Cosets of D4, Cycle Notation What are the left and right cosets of D₄?
I know that there are 24 elements in S₄ and 8 in D₄, which gives 24÷8=3 distinct left and right cosets.
I'm having trouble multiplying permutations and have no idea if I'm doing them correctly.
For example, (1234)(1234)=13, (1234)(13)(24)=(1432), (1234)(1432)=e
Are any of these even right?
 A: "What are the left and right cosets of $D_4$?" does not make sense. You have to ask "what are the left and right cosets of H in G?", where H is some subgroup of G. NasuSama's answer has given you a good way of calculating the cosets of $\{e, y^2\}$ in $D_4$, but I suspect you wanted to know the cosets of $D_4$ in $S_4$.
First of all, cycle notation. You should think about $(1234)$ as a function, let's call it $f$, such that


*

*$f(1) = 2$

*$f(2) = 3$

*$f(3) = 4$

*$f(4) = 1.$


Similarly, $(13)(24)$ is a function, let's call it $g$, such that


*

*$g(1) = 3$

*$g(2) = 4$

*$g(3) = 1$

*$g(4) = 2.$


Do you see why? Now, when you "multiply" f by g, you simply find the function $fg$ (or $f\circ g$ if you prefer). So $fg(1) = f(g(1)) = f(3) = 4$, and so on. (Warning: some people write $fg$ to mean $gf$. Both notations are in use - check with your lecturer or textbook.)
Do you now understand how to form cosets? To find the left coset of $D_4$ in $S_4$ corresponding to the element $(123)$, just left-multiply everything in $D_4$ by $(123)$.
Here are a few helpful facts about cosets of $H$ in $G$:


*

*Any two left cosets are either exactly the same, or completely disjoint.
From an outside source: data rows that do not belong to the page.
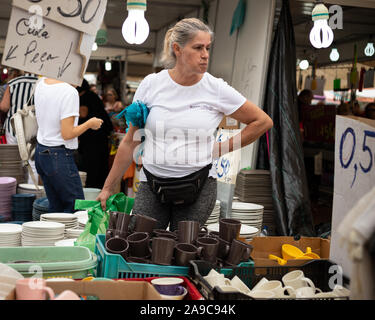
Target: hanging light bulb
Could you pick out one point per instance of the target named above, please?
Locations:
(334, 56)
(304, 65)
(108, 65)
(321, 35)
(370, 50)
(135, 29)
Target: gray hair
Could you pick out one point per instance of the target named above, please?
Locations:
(181, 33)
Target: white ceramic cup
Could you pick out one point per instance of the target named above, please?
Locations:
(296, 279)
(276, 287)
(306, 292)
(239, 285)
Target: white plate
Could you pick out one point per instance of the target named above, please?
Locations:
(244, 228)
(245, 206)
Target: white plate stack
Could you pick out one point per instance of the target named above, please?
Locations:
(250, 214)
(10, 235)
(30, 188)
(215, 215)
(8, 187)
(42, 233)
(246, 232)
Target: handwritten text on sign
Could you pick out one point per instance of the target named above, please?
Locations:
(354, 174)
(54, 50)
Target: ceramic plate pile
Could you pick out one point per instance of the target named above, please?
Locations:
(69, 220)
(8, 186)
(250, 214)
(42, 233)
(246, 232)
(11, 163)
(22, 206)
(25, 188)
(215, 215)
(255, 186)
(65, 243)
(40, 206)
(83, 176)
(72, 233)
(10, 235)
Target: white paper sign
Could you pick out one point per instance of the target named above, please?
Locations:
(56, 50)
(227, 166)
(354, 175)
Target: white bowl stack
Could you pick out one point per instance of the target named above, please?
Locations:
(10, 235)
(250, 214)
(42, 233)
(215, 215)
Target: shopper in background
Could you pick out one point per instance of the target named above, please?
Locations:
(57, 113)
(93, 148)
(184, 97)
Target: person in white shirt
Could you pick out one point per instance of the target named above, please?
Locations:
(57, 113)
(186, 105)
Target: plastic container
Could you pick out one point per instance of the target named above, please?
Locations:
(114, 266)
(317, 270)
(73, 262)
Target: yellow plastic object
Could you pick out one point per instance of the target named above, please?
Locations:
(278, 259)
(290, 252)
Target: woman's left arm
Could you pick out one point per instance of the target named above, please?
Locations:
(257, 123)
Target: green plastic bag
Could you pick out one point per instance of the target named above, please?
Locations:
(98, 219)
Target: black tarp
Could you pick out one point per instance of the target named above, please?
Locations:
(285, 161)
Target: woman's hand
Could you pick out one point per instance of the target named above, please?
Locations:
(95, 123)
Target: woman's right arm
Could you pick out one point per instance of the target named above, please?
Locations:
(123, 160)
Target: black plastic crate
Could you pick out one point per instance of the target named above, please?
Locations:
(319, 271)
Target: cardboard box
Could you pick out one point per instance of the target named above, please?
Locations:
(105, 290)
(264, 246)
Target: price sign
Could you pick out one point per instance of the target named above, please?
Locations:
(53, 38)
(354, 174)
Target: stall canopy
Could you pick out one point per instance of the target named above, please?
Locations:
(281, 149)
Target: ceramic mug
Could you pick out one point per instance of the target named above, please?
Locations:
(33, 289)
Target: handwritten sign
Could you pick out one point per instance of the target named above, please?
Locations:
(228, 165)
(60, 46)
(354, 175)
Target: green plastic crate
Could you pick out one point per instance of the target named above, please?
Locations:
(114, 266)
(72, 262)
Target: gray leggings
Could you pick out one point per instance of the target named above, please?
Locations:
(146, 203)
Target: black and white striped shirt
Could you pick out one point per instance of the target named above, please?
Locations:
(20, 91)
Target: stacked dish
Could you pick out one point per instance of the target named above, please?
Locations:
(40, 206)
(246, 232)
(24, 188)
(250, 214)
(10, 235)
(215, 215)
(22, 206)
(67, 219)
(8, 186)
(42, 233)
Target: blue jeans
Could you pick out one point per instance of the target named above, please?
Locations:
(60, 177)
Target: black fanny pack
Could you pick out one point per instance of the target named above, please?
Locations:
(178, 191)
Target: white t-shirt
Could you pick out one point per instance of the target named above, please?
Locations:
(180, 128)
(53, 103)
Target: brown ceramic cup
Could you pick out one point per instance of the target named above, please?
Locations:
(117, 246)
(209, 247)
(162, 251)
(229, 229)
(239, 251)
(188, 231)
(139, 244)
(144, 224)
(184, 252)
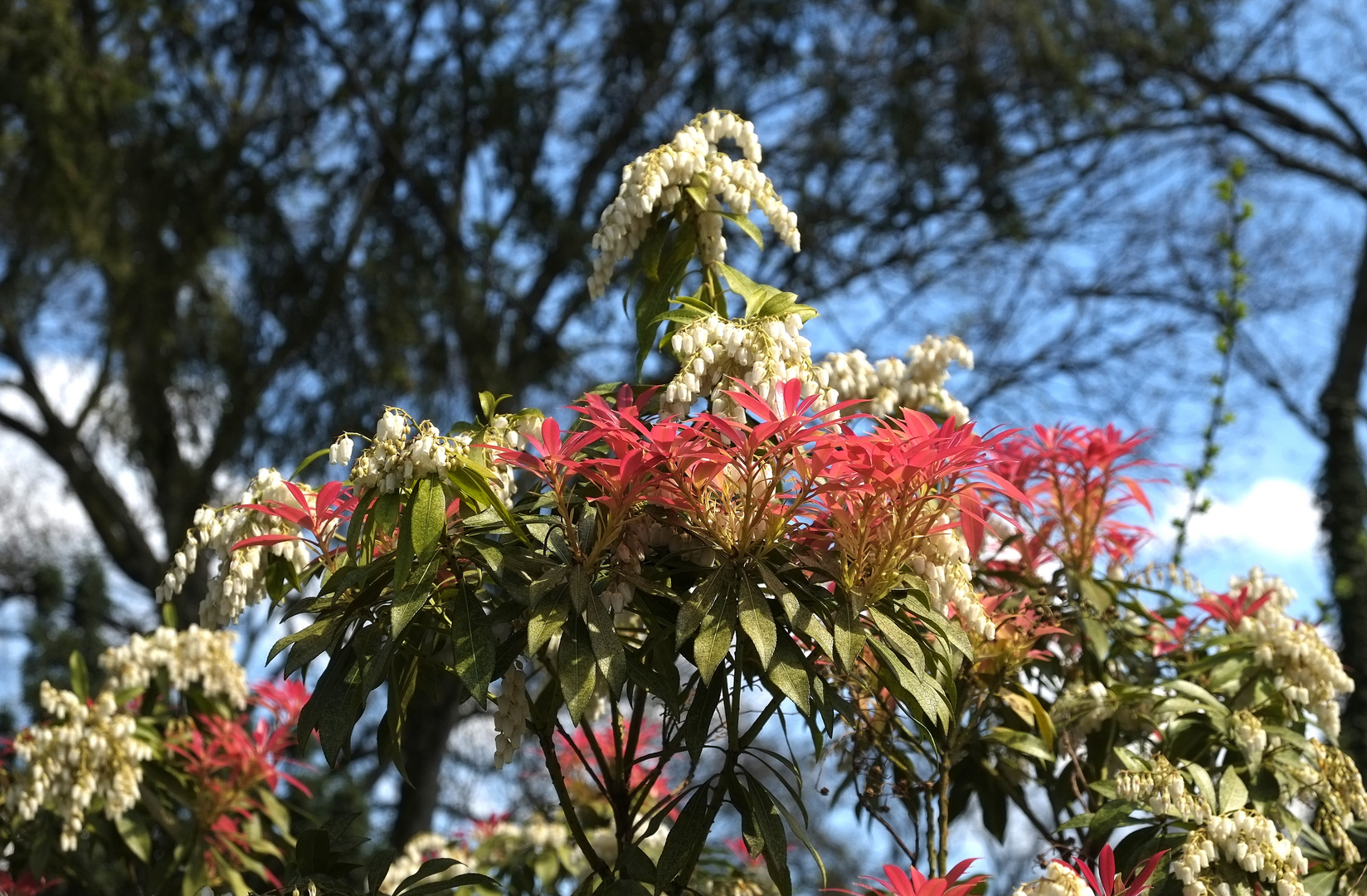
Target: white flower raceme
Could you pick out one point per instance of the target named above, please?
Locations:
(1246, 840)
(419, 850)
(1250, 736)
(1057, 880)
(1308, 670)
(761, 353)
(510, 717)
(240, 580)
(1337, 790)
(655, 183)
(194, 655)
(1165, 792)
(86, 752)
(396, 459)
(942, 561)
(916, 382)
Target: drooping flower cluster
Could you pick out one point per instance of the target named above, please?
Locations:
(240, 580)
(916, 382)
(1250, 736)
(396, 459)
(510, 717)
(656, 183)
(420, 849)
(761, 353)
(1164, 791)
(1340, 796)
(190, 657)
(942, 561)
(89, 752)
(1246, 840)
(1307, 670)
(1057, 880)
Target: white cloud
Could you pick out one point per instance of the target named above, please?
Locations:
(1276, 518)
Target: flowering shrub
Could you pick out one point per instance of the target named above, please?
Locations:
(645, 590)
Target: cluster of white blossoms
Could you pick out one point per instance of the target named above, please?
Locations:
(1337, 790)
(761, 353)
(398, 457)
(1165, 792)
(916, 382)
(510, 717)
(194, 655)
(1250, 736)
(1308, 672)
(942, 561)
(240, 580)
(89, 752)
(420, 849)
(1057, 880)
(1246, 840)
(655, 183)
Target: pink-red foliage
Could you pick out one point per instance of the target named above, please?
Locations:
(1078, 480)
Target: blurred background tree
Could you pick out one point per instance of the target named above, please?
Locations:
(231, 230)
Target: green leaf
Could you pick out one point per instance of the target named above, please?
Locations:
(335, 704)
(135, 835)
(788, 674)
(801, 617)
(747, 226)
(766, 818)
(1233, 794)
(1098, 594)
(755, 295)
(577, 666)
(756, 620)
(1204, 782)
(714, 636)
(386, 514)
(849, 635)
(80, 674)
(1128, 759)
(679, 316)
(1042, 720)
(379, 864)
(581, 588)
(1112, 814)
(922, 689)
(702, 709)
(1023, 743)
(900, 640)
(472, 642)
(1095, 638)
(651, 246)
(688, 833)
(546, 620)
(1198, 693)
(428, 523)
(655, 299)
(413, 597)
(607, 646)
(698, 603)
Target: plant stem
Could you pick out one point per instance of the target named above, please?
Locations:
(572, 818)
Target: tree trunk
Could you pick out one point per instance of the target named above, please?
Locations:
(1343, 497)
(432, 716)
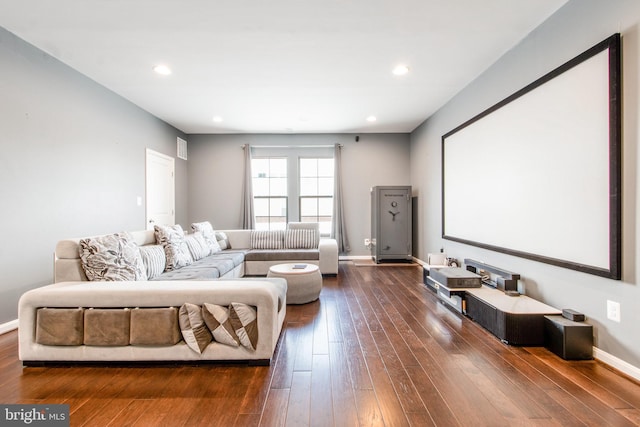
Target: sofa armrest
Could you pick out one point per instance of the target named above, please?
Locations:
(328, 256)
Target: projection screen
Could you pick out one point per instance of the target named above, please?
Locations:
(538, 174)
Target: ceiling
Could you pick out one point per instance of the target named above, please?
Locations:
(280, 66)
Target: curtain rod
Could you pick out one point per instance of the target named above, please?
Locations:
(291, 146)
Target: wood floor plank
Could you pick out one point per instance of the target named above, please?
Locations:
(321, 413)
(344, 404)
(275, 409)
(299, 406)
(369, 413)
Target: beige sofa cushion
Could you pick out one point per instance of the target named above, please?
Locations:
(60, 326)
(154, 326)
(244, 320)
(216, 318)
(107, 326)
(194, 331)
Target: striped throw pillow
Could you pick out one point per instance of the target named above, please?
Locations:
(267, 239)
(301, 239)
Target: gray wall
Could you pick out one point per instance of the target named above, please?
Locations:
(216, 169)
(72, 164)
(577, 26)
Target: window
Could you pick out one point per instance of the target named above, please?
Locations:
(292, 184)
(316, 192)
(269, 176)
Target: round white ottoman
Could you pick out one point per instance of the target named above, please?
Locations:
(303, 283)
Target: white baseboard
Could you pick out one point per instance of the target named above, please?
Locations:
(619, 364)
(361, 257)
(354, 257)
(9, 326)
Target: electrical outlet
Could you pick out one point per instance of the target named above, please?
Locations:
(613, 311)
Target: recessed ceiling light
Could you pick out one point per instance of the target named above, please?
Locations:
(162, 70)
(400, 70)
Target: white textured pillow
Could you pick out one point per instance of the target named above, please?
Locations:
(172, 240)
(154, 260)
(113, 257)
(300, 238)
(267, 239)
(209, 235)
(198, 247)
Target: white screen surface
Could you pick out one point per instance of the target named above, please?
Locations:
(532, 176)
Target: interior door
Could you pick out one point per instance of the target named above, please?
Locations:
(160, 189)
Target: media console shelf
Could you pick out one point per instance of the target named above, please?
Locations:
(515, 320)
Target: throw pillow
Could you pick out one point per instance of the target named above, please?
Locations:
(267, 239)
(154, 260)
(216, 317)
(300, 239)
(111, 258)
(244, 320)
(194, 331)
(176, 251)
(223, 240)
(209, 235)
(198, 247)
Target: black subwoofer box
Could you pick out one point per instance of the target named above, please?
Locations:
(568, 339)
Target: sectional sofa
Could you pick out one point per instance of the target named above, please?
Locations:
(157, 300)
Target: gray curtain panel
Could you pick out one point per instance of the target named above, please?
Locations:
(248, 217)
(339, 229)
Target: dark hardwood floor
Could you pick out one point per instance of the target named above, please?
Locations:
(376, 349)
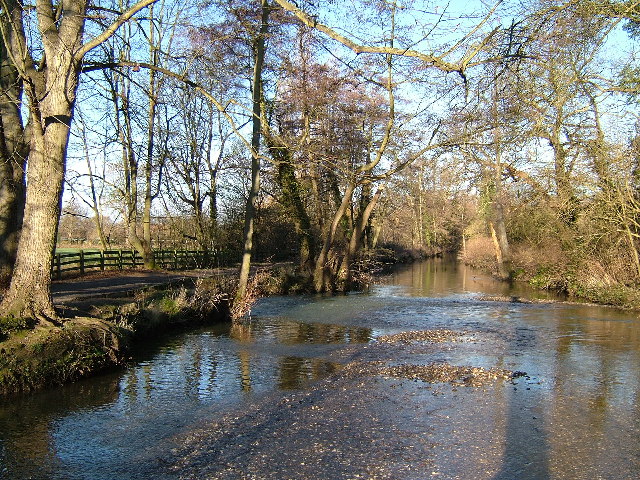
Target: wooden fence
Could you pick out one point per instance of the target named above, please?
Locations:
(83, 261)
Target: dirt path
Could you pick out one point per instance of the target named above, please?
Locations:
(120, 283)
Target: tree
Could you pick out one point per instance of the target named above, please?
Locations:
(14, 149)
(48, 62)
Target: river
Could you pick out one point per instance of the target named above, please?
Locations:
(278, 399)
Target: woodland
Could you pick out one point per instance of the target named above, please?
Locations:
(340, 134)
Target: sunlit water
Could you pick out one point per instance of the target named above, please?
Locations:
(267, 400)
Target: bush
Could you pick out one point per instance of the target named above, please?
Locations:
(14, 324)
(479, 253)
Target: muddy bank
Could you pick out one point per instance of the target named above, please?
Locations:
(100, 334)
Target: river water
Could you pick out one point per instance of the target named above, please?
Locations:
(277, 399)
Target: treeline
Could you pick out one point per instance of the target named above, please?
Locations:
(322, 132)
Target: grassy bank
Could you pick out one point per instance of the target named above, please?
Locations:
(37, 357)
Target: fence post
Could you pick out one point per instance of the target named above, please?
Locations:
(59, 274)
(81, 262)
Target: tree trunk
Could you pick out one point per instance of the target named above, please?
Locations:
(356, 239)
(323, 275)
(252, 199)
(14, 150)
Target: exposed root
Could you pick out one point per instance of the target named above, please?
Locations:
(432, 336)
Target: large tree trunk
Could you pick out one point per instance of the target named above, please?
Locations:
(51, 91)
(14, 150)
(252, 199)
(29, 293)
(323, 275)
(357, 237)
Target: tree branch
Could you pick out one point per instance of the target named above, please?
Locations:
(104, 36)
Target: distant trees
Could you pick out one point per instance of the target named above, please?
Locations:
(45, 64)
(338, 128)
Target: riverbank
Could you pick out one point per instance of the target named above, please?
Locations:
(581, 281)
(107, 316)
(100, 330)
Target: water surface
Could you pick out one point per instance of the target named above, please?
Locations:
(271, 400)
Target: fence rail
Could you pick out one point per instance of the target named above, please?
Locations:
(78, 263)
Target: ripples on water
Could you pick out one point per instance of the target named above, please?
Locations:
(577, 416)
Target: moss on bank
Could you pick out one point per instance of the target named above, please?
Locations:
(37, 357)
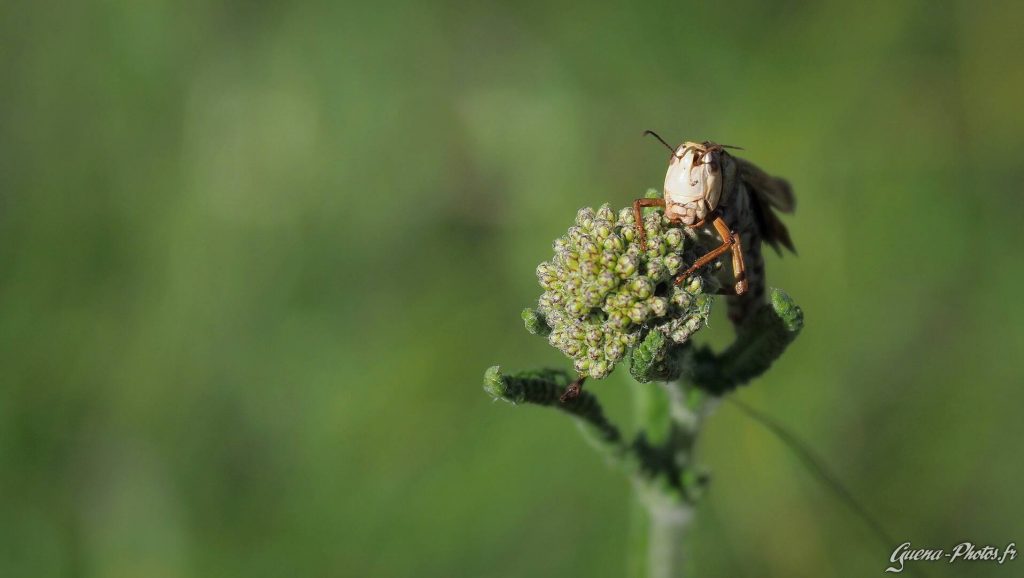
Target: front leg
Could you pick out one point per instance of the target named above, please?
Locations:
(729, 241)
(638, 217)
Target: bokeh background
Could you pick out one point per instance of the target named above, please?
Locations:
(255, 257)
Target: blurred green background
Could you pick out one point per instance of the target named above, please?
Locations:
(255, 257)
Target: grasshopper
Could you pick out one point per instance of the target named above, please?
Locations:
(705, 184)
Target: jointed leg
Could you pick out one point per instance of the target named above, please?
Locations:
(572, 389)
(730, 241)
(638, 216)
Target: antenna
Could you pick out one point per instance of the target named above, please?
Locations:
(655, 135)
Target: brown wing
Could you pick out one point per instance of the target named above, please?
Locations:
(769, 194)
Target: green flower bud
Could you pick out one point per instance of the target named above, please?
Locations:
(601, 290)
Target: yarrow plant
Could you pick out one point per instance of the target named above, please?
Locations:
(602, 290)
(606, 299)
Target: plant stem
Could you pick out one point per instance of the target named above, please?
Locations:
(663, 511)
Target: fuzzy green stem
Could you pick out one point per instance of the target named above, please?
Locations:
(677, 386)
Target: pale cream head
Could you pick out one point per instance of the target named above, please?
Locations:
(693, 182)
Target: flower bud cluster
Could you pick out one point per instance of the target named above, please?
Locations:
(602, 291)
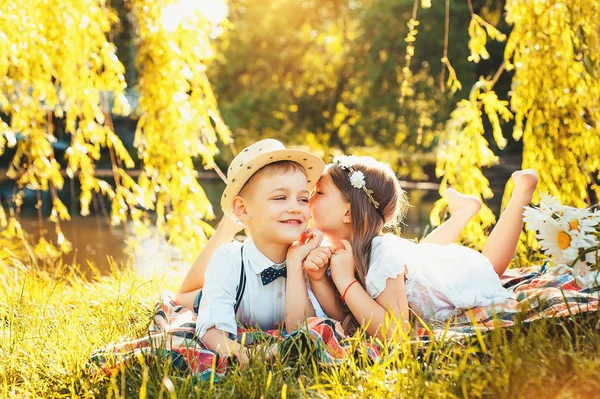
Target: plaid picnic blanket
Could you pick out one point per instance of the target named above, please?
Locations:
(171, 334)
(537, 294)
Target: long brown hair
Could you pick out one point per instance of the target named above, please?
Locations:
(368, 221)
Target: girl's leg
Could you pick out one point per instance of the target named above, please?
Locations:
(502, 242)
(462, 209)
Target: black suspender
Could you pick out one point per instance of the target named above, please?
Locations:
(239, 291)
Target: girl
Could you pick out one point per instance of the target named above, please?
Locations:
(385, 275)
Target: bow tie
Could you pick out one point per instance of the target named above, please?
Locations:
(271, 274)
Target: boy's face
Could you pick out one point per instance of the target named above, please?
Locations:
(276, 207)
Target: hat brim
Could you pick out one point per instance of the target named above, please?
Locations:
(312, 164)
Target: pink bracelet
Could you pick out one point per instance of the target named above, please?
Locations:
(343, 296)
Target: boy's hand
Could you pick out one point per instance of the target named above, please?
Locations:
(230, 224)
(316, 263)
(299, 250)
(342, 265)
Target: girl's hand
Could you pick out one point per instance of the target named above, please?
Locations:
(316, 263)
(308, 241)
(342, 265)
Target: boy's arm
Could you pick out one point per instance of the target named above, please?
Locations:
(194, 280)
(297, 303)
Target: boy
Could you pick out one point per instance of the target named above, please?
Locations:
(268, 191)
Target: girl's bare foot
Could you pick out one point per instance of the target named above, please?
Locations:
(525, 183)
(461, 204)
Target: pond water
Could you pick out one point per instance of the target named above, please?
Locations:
(94, 239)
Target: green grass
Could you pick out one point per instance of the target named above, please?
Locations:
(52, 318)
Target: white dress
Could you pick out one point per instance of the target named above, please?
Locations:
(440, 279)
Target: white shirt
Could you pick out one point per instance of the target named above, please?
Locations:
(261, 305)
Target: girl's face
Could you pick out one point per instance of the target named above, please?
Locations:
(330, 210)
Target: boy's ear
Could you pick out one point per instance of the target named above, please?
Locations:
(239, 209)
(347, 219)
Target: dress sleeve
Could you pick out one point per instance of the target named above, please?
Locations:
(385, 264)
(218, 294)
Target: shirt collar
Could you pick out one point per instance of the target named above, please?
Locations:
(258, 261)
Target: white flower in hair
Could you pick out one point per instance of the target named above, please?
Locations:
(344, 161)
(357, 179)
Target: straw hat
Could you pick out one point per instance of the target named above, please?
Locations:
(262, 153)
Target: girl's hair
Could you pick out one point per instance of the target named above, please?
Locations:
(367, 221)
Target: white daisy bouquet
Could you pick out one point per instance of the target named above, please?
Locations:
(569, 236)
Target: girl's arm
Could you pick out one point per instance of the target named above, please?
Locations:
(218, 341)
(194, 280)
(391, 304)
(325, 292)
(372, 313)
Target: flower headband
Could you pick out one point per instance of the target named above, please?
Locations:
(357, 179)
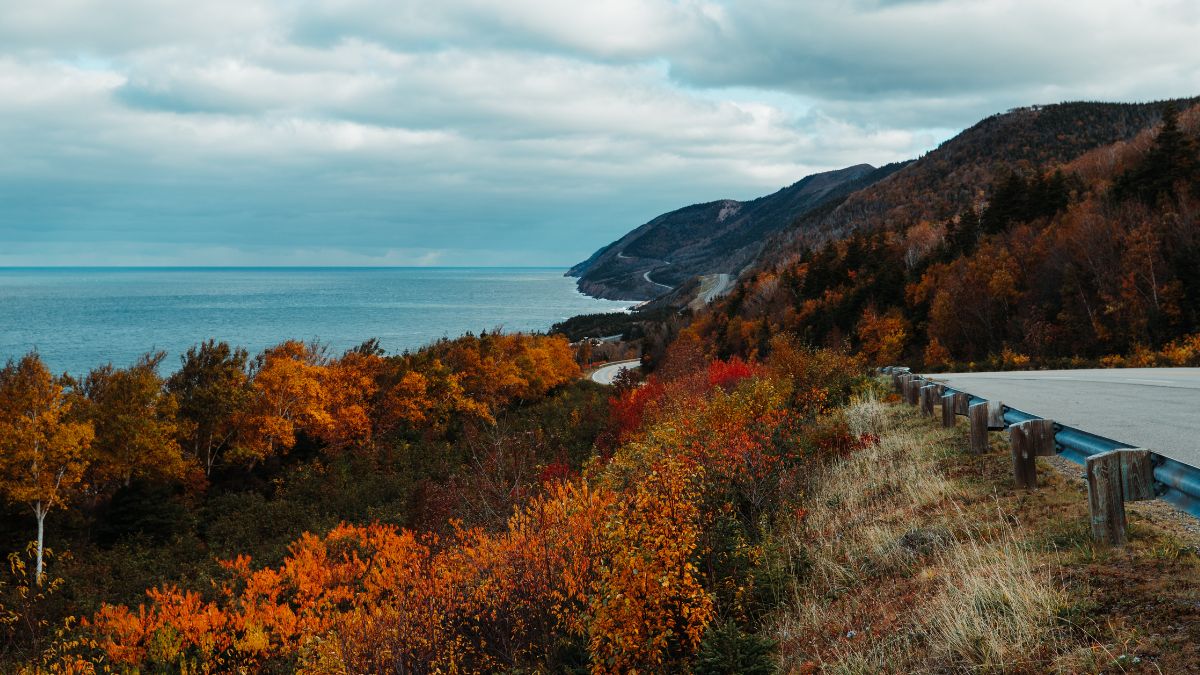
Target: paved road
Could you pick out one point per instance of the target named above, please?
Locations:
(1150, 407)
(719, 287)
(604, 375)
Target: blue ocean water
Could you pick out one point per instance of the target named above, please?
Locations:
(81, 318)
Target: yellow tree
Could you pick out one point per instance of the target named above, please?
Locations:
(288, 395)
(43, 453)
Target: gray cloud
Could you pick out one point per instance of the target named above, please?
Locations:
(532, 131)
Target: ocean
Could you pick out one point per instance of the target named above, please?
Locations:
(78, 318)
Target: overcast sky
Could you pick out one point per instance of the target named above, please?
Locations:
(501, 132)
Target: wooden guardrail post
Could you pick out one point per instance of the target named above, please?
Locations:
(1030, 440)
(948, 407)
(1137, 475)
(927, 399)
(912, 389)
(1114, 478)
(1104, 501)
(984, 416)
(961, 402)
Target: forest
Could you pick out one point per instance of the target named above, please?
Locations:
(1089, 261)
(472, 507)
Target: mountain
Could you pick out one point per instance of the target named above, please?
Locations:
(1051, 236)
(959, 174)
(711, 239)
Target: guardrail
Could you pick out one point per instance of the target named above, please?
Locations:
(1116, 472)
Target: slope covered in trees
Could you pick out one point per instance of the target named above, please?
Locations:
(1063, 262)
(718, 237)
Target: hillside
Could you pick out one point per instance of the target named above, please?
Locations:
(1013, 244)
(959, 174)
(706, 239)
*If $h\in H$, then $hH = H$.

*If $g\in G$ but $g\not\in H$, then $gH \neq H$.

*If $g_2 \in g_1H$, then $g_1H = g_2H$.


Everything I said above works with left cosets replaced by right cosets. Be careful when you mix left with right, though:


*

*It is not generally true that $g_1H$ and $Hg_2$ must be disjoint or equal.

*It is not generally true that $g_1H = Hg_1$.